Can someone please explain this shit to me?

She is absolute god desu. I wonder what it's like to be a super-IQ god literally schooling phd plebs

Your first pick has a chance of being right 1 of every 3 times. Thus whatever you picked at first, it's most likely wrong.

Take away another wrong door, and now the remaining door has one in half chance of being the good one.

So the question is, was your first choice the good one? Or would you rather try again?

this.

Philosophy major here to explain this to you brainlets.

The factor you aren't considering is that the host always picks a door with a goat on purpose. If the car is behind door 1, he will open 2 or 3. If it's behind 2, he will open 1 or 3, and so on. Therefore, when you pick 1 and he opens 3, which has a goat, and he offers the chance for you to switch your choice, considering all the possibilities, you're better off accepting the offer.

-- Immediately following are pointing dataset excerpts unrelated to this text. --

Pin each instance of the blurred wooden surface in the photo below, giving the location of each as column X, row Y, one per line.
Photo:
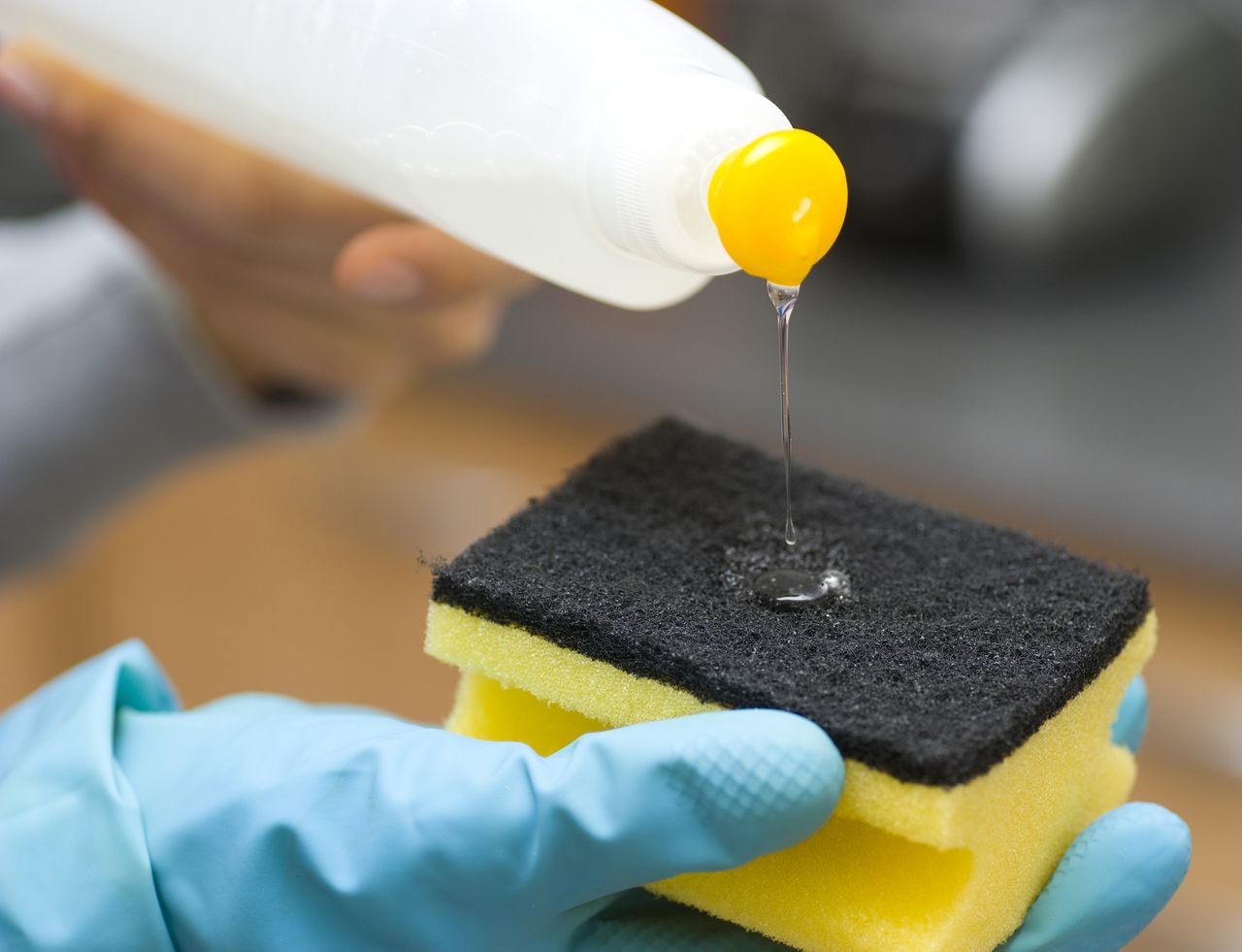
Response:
column 298, row 568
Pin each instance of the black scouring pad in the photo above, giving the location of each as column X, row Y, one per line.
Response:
column 955, row 642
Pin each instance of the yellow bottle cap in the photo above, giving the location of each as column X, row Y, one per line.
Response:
column 779, row 204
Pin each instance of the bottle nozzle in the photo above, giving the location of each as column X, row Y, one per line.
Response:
column 779, row 204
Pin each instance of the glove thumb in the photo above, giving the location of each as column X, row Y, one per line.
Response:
column 637, row 804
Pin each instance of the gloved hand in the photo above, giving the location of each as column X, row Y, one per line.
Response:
column 270, row 824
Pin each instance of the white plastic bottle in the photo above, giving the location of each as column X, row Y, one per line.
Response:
column 574, row 138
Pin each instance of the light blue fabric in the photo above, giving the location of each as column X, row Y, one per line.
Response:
column 74, row 865
column 261, row 823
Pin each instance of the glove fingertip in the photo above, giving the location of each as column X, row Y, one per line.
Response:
column 1131, row 716
column 767, row 779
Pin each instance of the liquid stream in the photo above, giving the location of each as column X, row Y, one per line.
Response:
column 785, row 300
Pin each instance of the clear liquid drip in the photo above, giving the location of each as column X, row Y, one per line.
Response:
column 785, row 300
column 793, row 587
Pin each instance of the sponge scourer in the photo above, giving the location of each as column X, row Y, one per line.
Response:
column 969, row 677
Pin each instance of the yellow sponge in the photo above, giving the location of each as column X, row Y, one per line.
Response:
column 900, row 867
column 967, row 673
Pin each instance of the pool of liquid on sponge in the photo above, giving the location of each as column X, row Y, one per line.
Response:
column 793, row 587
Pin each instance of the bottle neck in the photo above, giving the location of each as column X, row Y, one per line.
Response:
column 655, row 149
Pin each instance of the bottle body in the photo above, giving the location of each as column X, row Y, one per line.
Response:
column 487, row 118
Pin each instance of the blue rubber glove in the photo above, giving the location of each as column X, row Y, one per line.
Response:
column 260, row 823
column 1118, row 873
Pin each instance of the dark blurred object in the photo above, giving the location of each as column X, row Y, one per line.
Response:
column 27, row 185
column 1038, row 132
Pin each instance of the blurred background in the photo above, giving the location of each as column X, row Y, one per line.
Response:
column 1034, row 315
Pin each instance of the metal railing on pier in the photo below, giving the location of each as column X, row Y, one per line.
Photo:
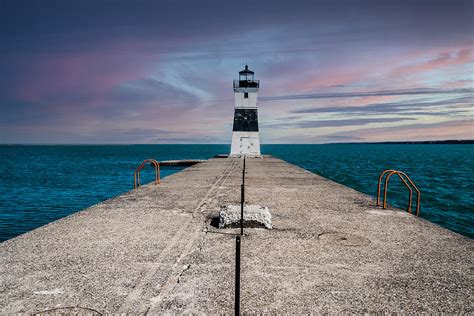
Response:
column 136, row 174
column 409, row 184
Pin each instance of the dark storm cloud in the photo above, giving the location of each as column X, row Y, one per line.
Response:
column 160, row 26
column 72, row 69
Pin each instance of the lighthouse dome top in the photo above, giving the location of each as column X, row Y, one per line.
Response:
column 246, row 81
column 246, row 71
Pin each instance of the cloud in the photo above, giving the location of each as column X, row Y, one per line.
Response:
column 399, row 107
column 365, row 94
column 454, row 129
column 337, row 123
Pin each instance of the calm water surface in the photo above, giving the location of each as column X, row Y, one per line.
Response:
column 39, row 184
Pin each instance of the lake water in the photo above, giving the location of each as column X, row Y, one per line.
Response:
column 39, row 184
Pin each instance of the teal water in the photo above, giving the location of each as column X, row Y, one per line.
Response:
column 39, row 184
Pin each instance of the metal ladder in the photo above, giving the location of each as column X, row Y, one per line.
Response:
column 406, row 181
column 136, row 174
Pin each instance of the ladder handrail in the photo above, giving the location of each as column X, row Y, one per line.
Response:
column 404, row 182
column 136, row 174
column 401, row 175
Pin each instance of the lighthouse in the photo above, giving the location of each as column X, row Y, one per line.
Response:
column 245, row 139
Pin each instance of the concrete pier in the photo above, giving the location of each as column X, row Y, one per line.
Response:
column 154, row 250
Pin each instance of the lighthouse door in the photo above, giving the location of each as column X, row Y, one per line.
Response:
column 245, row 145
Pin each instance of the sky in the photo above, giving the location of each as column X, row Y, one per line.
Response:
column 113, row 71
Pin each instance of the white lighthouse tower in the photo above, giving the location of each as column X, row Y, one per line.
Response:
column 245, row 139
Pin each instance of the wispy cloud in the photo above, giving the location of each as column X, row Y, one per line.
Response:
column 402, row 106
column 426, row 91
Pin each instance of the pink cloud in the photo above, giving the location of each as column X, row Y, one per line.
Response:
column 443, row 59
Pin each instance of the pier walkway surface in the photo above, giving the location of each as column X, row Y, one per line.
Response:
column 153, row 250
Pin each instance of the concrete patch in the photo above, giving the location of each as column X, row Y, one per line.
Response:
column 343, row 239
column 255, row 216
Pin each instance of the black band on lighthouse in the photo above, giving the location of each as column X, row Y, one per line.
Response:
column 245, row 120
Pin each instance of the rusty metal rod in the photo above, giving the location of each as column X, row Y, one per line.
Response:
column 237, row 276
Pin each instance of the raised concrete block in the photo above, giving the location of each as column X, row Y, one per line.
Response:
column 255, row 216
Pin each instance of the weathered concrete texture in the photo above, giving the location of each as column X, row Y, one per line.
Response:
column 255, row 216
column 154, row 250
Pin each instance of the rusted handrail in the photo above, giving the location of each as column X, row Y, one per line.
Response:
column 136, row 174
column 402, row 176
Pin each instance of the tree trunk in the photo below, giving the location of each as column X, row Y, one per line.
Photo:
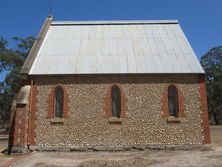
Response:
column 216, row 119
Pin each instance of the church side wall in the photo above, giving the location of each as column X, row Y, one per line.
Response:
column 143, row 123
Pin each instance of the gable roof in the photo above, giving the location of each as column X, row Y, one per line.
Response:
column 113, row 47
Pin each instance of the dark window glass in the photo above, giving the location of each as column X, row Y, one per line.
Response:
column 58, row 102
column 173, row 101
column 116, row 101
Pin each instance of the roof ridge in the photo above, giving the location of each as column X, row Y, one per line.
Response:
column 114, row 22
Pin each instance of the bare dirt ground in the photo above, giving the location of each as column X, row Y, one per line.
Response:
column 149, row 158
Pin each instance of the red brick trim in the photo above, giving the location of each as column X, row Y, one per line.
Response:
column 51, row 102
column 108, row 102
column 204, row 110
column 32, row 115
column 165, row 107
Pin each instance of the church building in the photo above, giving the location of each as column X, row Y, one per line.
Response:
column 110, row 84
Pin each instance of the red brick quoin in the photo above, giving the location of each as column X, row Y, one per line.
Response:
column 165, row 107
column 32, row 116
column 108, row 102
column 51, row 102
column 204, row 110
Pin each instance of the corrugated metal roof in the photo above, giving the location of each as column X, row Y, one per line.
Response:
column 115, row 47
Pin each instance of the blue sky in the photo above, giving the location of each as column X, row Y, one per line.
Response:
column 201, row 20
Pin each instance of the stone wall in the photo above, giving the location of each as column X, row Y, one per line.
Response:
column 143, row 124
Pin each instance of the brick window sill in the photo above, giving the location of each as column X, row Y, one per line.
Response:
column 172, row 119
column 57, row 120
column 115, row 120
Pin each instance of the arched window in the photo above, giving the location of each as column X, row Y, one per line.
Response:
column 116, row 101
column 59, row 96
column 173, row 101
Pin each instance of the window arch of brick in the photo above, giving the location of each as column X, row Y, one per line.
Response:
column 108, row 101
column 165, row 101
column 52, row 102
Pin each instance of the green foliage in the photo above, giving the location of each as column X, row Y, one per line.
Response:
column 11, row 61
column 212, row 64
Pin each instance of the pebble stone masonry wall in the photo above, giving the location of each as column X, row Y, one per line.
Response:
column 143, row 124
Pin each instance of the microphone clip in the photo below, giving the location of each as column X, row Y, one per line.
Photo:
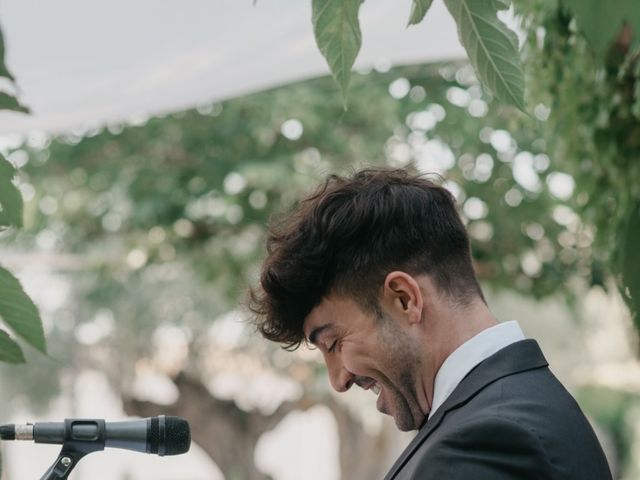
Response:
column 81, row 437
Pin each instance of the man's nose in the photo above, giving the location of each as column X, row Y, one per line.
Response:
column 341, row 379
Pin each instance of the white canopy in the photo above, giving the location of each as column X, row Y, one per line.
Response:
column 83, row 63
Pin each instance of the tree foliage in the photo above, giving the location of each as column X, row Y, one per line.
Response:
column 588, row 84
column 491, row 46
column 16, row 308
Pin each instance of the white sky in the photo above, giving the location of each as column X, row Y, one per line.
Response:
column 80, row 62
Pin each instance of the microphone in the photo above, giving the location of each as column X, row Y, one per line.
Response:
column 160, row 435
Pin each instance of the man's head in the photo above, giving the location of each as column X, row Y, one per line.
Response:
column 356, row 269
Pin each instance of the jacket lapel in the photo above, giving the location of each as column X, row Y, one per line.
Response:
column 515, row 358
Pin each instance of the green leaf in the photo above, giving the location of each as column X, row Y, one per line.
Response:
column 337, row 31
column 8, row 102
column 601, row 21
column 11, row 203
column 4, row 72
column 491, row 46
column 10, row 351
column 419, row 9
column 631, row 264
column 19, row 312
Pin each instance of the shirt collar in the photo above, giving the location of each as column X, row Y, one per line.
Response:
column 468, row 355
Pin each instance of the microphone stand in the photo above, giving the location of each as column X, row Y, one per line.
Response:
column 74, row 448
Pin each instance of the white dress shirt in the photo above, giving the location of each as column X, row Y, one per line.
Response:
column 468, row 355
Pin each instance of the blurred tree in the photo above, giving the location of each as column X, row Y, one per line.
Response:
column 583, row 77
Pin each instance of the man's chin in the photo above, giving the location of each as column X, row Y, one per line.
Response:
column 407, row 423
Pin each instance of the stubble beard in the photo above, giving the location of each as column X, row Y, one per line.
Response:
column 401, row 355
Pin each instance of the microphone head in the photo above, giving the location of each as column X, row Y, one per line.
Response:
column 8, row 432
column 169, row 435
column 178, row 436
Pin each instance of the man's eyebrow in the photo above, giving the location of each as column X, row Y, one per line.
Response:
column 313, row 336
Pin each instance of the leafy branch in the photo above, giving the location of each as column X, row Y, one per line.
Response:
column 492, row 47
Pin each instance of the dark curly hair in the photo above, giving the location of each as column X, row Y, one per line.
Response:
column 347, row 236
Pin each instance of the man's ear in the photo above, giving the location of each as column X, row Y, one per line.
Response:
column 402, row 294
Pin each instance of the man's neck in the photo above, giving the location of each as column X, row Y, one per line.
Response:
column 448, row 328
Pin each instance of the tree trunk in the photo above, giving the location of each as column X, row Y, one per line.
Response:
column 224, row 431
column 229, row 434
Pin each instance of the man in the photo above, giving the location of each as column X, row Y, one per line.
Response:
column 375, row 270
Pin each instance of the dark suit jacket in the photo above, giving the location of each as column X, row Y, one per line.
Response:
column 509, row 419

It goes like this. Pick door 1 and assume he either opens that one or another with a goat, and calculate if it would pay to switch your final answer or not. You'll find that you're 2/3 times more likely to get the car if you switch your final answer.

1 2 3 (declining to switch)
G C G lose
C G G win
G G C lose

1 2 3 (accepting to switch)
G G C win
G C G win
C G G lost

It really comes down to "Do you understand what conditional probability is?" or "Do you know how probability changes when new information is presented?".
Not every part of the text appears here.